Implications of Cell Size on Modeling of Facies Proportions: A Modern Carbonate Platform Example*
Gregory Benson1 and Steve Bachtel2
Search and Discovery Article #50039 (2006)
Posted November 8, 2006
*Adapted from extended abstract prepared for presentation at AAPG Annual Convention, Houston, Texas, April 9-12, 2006
1Exxon Mobil Upstream Research Company ([email protected])
In shallow carbonate platform interiors, a wide variation in micro-environments and associated depofacies are found in close proximity (example: patch reefs surrounded by skeletal grainstone rings within a background of peloidal packstone). When these depofacies are larger than the geologic model cell size, each cell can reasonably be assigned a discrete rock type, as is done in object-based modeling. However, if the cells need to be made so large that they encompass a mix of depofacies, the modeler has the choice to either assign the cell only its most populous facies (ignoring minority rock types that may contribute significantly to flow) or to characterize the cells as a mixture of depofacies using multiple facies proportions.
This pixel-based satellite image research using LANDSAT 7 data investigates how the stochastic modeling parameters for facies proportions need to change as a function of cell size. Generally, as cells get larger the variance of facies proportions is progressively reduced because cells become less likely to contain only a single facies. In other words, when cells get larger they encompass more diversity, eventually becoming almost homogeneous in their degree of diversity. This is the effect predicted from the Central Limit Theorem.
Consider a simple example in which 50-meter wide patch reefs are sparsely scattered across an area (Figure 1). The odds of a single model cell containing more than one patch reef is a function of the spacing of these relatively small patch reefs over the platform combined with the size of the model cell. One of these 50-meter reefs would account for 100% of four contiguous 25-meter model cells. But since the individual reefs are widely separated, the surrounding model cells would contain 0% of patch reef depofacies. In contrast, when using 100-meter model cells that same 50-meter patch reef can account for no more than 25% of any cell. So, for 25 meter model cells the range of expected patch reef proportions would vary from 0 to 100%, but for 100 meter model cells the range of patch reef proportions would only range from 0 to 25%, since no individual 50-meter reef could ever occupy more than ¼ of any 100m model cell.

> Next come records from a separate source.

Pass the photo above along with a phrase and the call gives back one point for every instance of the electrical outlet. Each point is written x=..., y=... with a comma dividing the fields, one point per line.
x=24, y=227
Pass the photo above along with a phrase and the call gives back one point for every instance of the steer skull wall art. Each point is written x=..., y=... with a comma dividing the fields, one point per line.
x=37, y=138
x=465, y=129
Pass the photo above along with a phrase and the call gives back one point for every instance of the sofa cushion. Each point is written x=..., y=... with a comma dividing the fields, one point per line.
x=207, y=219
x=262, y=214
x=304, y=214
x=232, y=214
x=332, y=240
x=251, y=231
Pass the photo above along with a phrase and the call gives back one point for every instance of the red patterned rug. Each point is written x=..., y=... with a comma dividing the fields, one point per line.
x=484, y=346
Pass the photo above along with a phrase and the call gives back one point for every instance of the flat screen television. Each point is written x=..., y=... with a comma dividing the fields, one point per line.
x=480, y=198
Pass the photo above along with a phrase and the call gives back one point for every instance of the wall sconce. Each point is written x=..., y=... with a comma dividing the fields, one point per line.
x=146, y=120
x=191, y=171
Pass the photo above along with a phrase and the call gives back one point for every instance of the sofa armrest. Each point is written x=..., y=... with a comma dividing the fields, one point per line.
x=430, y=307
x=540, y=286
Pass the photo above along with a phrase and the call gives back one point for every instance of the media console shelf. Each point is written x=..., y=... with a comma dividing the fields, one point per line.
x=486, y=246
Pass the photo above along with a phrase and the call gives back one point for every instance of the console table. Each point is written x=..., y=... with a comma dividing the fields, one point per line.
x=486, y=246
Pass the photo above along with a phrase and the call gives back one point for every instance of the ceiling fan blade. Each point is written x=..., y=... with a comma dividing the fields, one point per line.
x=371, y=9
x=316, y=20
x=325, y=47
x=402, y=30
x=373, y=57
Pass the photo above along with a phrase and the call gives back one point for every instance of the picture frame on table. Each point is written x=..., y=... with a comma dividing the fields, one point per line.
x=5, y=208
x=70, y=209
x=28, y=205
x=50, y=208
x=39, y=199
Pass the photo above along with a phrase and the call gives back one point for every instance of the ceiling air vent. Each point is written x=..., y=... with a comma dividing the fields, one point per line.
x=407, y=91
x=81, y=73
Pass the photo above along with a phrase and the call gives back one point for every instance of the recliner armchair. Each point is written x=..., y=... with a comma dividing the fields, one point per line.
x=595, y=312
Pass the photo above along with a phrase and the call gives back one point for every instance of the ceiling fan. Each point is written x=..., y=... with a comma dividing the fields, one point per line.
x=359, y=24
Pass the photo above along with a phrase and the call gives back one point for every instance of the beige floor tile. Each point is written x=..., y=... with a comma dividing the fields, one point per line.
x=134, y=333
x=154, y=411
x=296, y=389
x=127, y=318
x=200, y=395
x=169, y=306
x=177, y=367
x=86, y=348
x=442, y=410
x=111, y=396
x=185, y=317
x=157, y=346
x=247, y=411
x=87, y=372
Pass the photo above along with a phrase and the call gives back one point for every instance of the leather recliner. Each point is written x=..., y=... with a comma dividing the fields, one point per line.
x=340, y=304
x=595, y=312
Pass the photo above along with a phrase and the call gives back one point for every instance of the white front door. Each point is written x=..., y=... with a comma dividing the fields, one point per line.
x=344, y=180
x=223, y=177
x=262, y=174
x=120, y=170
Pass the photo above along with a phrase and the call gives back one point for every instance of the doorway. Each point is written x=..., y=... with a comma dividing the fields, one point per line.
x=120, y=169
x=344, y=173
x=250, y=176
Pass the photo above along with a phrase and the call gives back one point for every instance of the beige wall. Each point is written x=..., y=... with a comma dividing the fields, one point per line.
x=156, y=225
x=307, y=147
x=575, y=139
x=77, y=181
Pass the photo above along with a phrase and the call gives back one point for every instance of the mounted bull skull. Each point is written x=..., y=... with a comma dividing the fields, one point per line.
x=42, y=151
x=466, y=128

In addition to the facies proportion variance reduction observations mentioned above, experimental variogram ranges are observed to become longer as cell dimensions increase. Staying with the patch reef example (Figure 2), consider that the concentration and spacing of these small patch reefs changes across the platform. In some areas the patch reefs cluster more tightly, and in other areas they are relatively rare. At larger cell sizes the short wavelength data (detailed locations of individual patch reefs) are averaged out, but longer wavelength patterns of patch reef clustering begin to emerge. Thus cell size defines the frequency content, and this defines the minimum limit of the variogram range. The insights from this LANDSAT photo analysis are useful whether we are creating depofacies probability models for use as conditioning volumes for small, discrete cell assignments (OBM or SISIM) or as large, common-scale facies proportions for purposes of assigning flow characteristics for input to reservoir simulation (whole-cell effective property estimation).